A vast array of issues influence passengers’ access to mobility

Diverse factors can affect a passenger’s travel experience: health issues (physical, sensory, or learning disabilities, illness, obesity, etc.); temporary situations such as heavy baggage, or a child in a pushchair; or difficulties in understanding the written (illiteracy) or local language (foreign tourists).

Keolis is the N°1 PRM (People with Reduced Mobility) transport operator in France, with networks in over 40 cities.

Because everyone gets lost sometimes

Problems with directions, or specific contexts (nightfall, rain, fatigue, feeling unsafe, discharged phone battery, forgotten glasses, etc.) are just some of the many reasons passengers lose their bearings when traveling, don’t find the information they’re looking for, or have difficulty reading a map. More than fifty per cent of travellers admit to getting lost at some point in an unfamiliar neighbourhood.


Keolis solutions for passengers with reduced mobility:

Facilitating access for all passengers to vehicles and public spaces

Keolis’ buses, trams, and trains are adapted to passengers with reduced mobility: lifts or ramps, spaces reserved for wheelchair users, stop request buttons or ticket validators placed at the right height, visual displays, and audio announcements are just some of the measures that make passengers’ lives easier. Stops and access points to road and rail networks are also adapted, with the provision of ramps, spaces for turning wheelchairs, tactile paving, etc. Ticket offices and exchange hubs have wide entrances and automatic doors, as well as accessible counters.

100% of trams operated by Keolis in France are equipped with low floors to provide easy access for passengers with reduced mobility.

Providing complementary transport offers

Complementarity between regular transport offers and those dedicated to people with reduced mobility is crucial to meet the travel needs of all passengers. Keolis collaborates closely with local authorities and associations to make roads and equipment accessible to all.

The city of Rennes’ transport network (metro line A and the future line B, all bus lines, and priority platforms) is 100% accessible.

Dedicated solutions for people with reduced mobility

Keolis also operates specialised flexible or on-demand TPRM services, providing a seamless travel experience for passengers who require more assistance. Dedicated teams operate these personalised, pre-bookable, door-to-door services, using specially adapted vehicles.

In addition to its TPRM offerings, Keolis has also signed a partnership with Wheeliz, the first peer-to-peer wheelchair adapted car rental website (vehicles equipped with a ramp or an adapted driver’s seat, etc.).    

Providing human support and personalised advice

People with reduced mobility often need more reassurance or specific assistance when they travel.
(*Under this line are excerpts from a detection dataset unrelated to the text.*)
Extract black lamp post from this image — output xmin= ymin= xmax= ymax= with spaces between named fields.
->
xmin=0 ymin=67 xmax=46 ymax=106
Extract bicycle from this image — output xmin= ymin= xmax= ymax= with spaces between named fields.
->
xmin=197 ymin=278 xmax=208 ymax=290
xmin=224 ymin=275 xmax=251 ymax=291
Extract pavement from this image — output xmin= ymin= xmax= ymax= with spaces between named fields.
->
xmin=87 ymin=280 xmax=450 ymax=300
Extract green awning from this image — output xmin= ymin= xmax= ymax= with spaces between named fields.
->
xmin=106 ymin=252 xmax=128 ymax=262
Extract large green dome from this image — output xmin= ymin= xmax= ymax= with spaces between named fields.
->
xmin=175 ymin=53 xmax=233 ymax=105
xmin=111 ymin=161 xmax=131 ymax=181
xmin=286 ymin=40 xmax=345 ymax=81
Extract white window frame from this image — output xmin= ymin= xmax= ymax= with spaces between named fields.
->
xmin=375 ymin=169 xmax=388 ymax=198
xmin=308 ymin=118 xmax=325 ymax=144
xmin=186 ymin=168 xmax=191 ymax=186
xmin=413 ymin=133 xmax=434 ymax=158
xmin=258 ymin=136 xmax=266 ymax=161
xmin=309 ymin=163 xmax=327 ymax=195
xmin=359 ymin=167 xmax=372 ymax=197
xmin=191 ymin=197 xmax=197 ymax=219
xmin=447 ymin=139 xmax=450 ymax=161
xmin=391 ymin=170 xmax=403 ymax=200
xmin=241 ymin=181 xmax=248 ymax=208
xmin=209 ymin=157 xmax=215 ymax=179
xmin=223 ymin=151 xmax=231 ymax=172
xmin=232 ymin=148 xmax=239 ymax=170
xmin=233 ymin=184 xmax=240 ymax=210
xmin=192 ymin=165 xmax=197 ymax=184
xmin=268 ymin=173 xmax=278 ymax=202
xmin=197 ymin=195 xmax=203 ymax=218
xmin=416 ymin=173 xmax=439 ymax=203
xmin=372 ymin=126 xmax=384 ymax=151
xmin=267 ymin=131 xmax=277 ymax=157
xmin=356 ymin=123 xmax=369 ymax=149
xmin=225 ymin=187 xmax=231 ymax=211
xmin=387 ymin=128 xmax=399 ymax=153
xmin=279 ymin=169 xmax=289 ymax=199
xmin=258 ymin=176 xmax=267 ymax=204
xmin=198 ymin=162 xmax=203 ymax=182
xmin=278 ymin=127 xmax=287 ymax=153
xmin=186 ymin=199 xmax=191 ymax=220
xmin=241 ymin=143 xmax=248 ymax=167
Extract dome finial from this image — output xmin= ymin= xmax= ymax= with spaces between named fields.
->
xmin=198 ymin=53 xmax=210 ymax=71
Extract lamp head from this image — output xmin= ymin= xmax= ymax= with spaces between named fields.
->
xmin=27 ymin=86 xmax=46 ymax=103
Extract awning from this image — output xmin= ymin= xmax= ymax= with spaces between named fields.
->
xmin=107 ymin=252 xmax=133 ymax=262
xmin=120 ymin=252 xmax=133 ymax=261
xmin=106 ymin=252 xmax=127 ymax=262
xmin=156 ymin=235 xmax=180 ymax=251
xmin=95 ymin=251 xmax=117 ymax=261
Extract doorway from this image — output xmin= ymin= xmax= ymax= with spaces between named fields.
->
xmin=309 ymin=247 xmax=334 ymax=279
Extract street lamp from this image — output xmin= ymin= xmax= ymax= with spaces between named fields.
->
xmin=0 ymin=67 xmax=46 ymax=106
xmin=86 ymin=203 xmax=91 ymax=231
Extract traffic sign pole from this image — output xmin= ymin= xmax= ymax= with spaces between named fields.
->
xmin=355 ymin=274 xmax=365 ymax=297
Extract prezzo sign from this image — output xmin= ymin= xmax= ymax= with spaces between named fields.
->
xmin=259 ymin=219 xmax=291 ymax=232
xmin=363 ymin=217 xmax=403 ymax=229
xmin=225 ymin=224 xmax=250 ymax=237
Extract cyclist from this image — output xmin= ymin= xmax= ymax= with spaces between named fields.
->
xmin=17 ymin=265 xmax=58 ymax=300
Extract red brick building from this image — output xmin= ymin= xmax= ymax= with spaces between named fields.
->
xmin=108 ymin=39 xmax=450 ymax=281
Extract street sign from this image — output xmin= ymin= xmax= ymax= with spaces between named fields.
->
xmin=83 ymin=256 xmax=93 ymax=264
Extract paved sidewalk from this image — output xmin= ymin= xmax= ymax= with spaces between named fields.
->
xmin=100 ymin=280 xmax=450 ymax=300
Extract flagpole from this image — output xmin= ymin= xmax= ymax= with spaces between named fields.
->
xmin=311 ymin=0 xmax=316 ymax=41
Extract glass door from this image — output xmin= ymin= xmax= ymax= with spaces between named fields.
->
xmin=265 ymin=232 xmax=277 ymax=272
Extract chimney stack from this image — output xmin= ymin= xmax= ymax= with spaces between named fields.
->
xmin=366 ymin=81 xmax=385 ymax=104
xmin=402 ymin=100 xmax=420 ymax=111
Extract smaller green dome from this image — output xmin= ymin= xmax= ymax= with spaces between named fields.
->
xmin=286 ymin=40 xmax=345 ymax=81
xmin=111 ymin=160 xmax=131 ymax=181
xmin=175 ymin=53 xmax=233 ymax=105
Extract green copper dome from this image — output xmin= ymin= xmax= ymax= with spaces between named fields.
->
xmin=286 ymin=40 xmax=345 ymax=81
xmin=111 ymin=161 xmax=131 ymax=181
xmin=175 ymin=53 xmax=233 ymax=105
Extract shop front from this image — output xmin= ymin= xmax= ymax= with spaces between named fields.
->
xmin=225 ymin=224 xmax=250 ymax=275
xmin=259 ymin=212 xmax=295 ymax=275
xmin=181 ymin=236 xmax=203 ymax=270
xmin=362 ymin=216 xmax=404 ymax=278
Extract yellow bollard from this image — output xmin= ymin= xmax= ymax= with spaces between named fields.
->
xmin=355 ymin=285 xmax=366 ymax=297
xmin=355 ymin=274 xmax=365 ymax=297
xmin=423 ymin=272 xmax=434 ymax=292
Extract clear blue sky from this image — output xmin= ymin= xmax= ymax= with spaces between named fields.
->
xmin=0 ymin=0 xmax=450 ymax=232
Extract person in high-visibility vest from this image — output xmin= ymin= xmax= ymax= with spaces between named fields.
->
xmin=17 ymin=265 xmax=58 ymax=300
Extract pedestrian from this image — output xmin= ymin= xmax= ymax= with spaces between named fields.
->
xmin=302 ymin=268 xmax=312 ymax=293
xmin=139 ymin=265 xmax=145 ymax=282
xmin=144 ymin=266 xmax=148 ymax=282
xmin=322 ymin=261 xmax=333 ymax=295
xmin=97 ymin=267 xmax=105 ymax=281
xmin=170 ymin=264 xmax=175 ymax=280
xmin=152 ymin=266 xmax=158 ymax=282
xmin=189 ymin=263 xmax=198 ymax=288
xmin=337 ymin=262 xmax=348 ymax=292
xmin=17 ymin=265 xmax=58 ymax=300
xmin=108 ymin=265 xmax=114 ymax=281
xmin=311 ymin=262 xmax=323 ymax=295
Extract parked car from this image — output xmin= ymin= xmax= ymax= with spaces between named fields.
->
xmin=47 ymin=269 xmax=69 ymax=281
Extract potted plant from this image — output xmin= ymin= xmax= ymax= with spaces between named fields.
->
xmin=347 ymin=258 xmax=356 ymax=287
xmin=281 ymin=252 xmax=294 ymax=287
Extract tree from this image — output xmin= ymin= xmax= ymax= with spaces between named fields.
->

That’s why Keolis places great importance on the human presence on its networks. Keolis teams receive practical training to assist vulnerable customers on the Group’s regular transport networks, as well as on its dedicated services.

The city of Lyon’s Optiguide service provides Support Assistants to guide wheelchair users or the visually impaired throughout their journey. The long-term goal is to help these passengers use the network independently.

Clear and accessible information

Illiterate or visually impaired citizens, as well as foreign tourists, often have difficulty in understanding information such as maps, timetables, or station names. Keolis addresses this issue by making simple and accessible customer information a priority: network signage, clear, simple, up-to-date documentation, mobile applications, websites, dynamic displays and audio announcements, as well as digital tools, ensure information is always available, everywhere.

In Rennes and Bordeaux, Handimap gathers accessibility data (roads, points of interest, stations, lines, etc.) to calculate itineraries for people with reduced mobility.